Die Konkurrenz innerhalb der Weltchemie ist – vor allem unter dem Eindruck der amerikanischen Recession – schärfer geworden. Mengenmäßig kam dies weniger zum Ausdruck. Tatsächlich konnte Hoechst die Exportergebnisse in diesem Jahr noch verbessern. Der Druck auf die Preise aber ist gewaltig. Das merkt man auch im Inland. Der Import von chemischen Erzeugnissen in die Bundesrepublik ist nämlich stärker gestiegen als die Ausfuhr. Auch Hoechst muß sich bei dieser Lage anstrengen. Das aber nützt nicht viel, wenn die Kosten weiter steigen sollten. Geschieht dies, dann werden ganze Produktionszweige, die heute noch durchaus wirtschaftlich arbeiten, unrentabel und müssen durch andere Fertigungen ersetzt werden.

Bei den Investitionen kommt es jetzt zu einem, dem Gleichgewichtszustand angenäherten Zustand. Es wurden bei Hoechst 1956 für 240 Mill. DM investiert, 1957 waren es 241 Mill. DM und 1957 232 Mill. DM. Für 1958 ist ein Investitionsprogramm in Höhe des vorangegangenen Jahres vorgesehen. Es wird voll durchgeführt. Für 1959 hat der Aufsichtsrat ein Investitionsprogramm von 200 Mill. DM genehmigt. Finanziert wird es mit 160 Mill. DM über Abschreibungen. Das ist mehr als in den vorangegangenen Jahren. (1955 = 103 Mill. DM, 1956 = 128 Mill. DM und 1957 = 152 Mill. DM). Die großen Investitionen der jüngsten Jahre ermöglichen (vor allem bei Anwendung degressiver Abschreibungen) jetzt größere Gesamtabschreibungen. Die Folge ist, daß für die Durchführung des Investitionsprogrammes nicht ganz so hohe neue Mittel wie bisher gebraucht werden. Der Bedarf des nächsten Jahres läßt sich jedenfalls aus dem genehmigten Kapital (1956 wurden von der Hauptversammlung 100 Mill. DM genehmigt) decken. Es wird in Anspruch genommen werden. Die Modalitäten und das Ausmaß sind bis jetzt noch nicht bekanntgeworden.

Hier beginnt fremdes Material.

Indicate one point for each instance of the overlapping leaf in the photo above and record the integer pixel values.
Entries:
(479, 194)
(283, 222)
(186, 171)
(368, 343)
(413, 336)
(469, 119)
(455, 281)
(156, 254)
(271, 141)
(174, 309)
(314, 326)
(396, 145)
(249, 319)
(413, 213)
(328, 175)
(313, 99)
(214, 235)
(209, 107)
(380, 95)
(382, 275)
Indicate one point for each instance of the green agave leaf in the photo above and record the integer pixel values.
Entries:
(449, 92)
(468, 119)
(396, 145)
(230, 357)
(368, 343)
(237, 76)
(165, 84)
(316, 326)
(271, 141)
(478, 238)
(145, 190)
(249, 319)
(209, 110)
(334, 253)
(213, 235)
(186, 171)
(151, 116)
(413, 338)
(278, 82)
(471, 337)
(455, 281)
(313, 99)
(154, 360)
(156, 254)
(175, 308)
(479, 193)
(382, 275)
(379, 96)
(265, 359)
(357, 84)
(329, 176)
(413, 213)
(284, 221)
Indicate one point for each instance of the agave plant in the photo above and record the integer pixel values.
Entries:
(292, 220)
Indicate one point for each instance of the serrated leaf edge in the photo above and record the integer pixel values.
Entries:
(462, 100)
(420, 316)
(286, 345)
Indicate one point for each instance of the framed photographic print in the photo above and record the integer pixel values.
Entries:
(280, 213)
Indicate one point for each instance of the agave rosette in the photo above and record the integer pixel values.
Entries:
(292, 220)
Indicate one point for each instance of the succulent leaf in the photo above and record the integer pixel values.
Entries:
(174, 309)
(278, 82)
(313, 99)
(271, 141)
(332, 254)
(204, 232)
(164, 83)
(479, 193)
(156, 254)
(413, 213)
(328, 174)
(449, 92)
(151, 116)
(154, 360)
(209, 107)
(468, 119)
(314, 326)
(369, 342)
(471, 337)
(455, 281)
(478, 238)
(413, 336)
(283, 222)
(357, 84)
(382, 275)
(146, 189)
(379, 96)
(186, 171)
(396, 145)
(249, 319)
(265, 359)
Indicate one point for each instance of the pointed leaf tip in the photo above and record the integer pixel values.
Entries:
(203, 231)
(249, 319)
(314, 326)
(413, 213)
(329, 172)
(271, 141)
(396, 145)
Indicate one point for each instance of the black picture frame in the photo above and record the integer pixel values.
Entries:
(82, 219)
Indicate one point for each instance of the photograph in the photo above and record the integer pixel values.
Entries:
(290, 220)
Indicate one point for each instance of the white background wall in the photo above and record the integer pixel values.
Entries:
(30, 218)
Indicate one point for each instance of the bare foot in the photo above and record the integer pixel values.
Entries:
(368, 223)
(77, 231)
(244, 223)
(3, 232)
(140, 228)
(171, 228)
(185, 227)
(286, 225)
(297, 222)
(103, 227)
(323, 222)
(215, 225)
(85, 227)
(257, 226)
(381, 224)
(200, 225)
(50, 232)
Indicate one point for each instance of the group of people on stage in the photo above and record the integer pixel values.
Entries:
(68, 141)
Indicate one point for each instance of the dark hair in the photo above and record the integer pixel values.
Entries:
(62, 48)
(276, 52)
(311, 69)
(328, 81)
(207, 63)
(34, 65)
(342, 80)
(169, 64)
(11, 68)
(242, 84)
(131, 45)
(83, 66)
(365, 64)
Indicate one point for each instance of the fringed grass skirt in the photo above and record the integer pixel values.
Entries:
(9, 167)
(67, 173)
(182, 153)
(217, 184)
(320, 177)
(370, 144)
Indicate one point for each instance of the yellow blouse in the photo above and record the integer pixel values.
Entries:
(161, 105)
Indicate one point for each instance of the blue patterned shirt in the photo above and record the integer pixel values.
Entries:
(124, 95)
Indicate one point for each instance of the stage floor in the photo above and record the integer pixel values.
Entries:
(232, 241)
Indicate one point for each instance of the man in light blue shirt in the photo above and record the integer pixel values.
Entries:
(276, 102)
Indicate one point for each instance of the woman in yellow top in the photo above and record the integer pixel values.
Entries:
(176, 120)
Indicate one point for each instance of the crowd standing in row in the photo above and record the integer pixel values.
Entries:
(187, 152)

Alle entsprechenden Spekulationen sind daher nur wenig begründet. Das gilt im übrigen auch für die Dividende 1958. Von ihr sagte Prof. Winnacker, daß über sie noch nicht gesprochen werden kann, zumal das vierte Quartal in der Regel für das Gesamtergebnis eines Jahres von besonderer Bedeutung ist, W. R.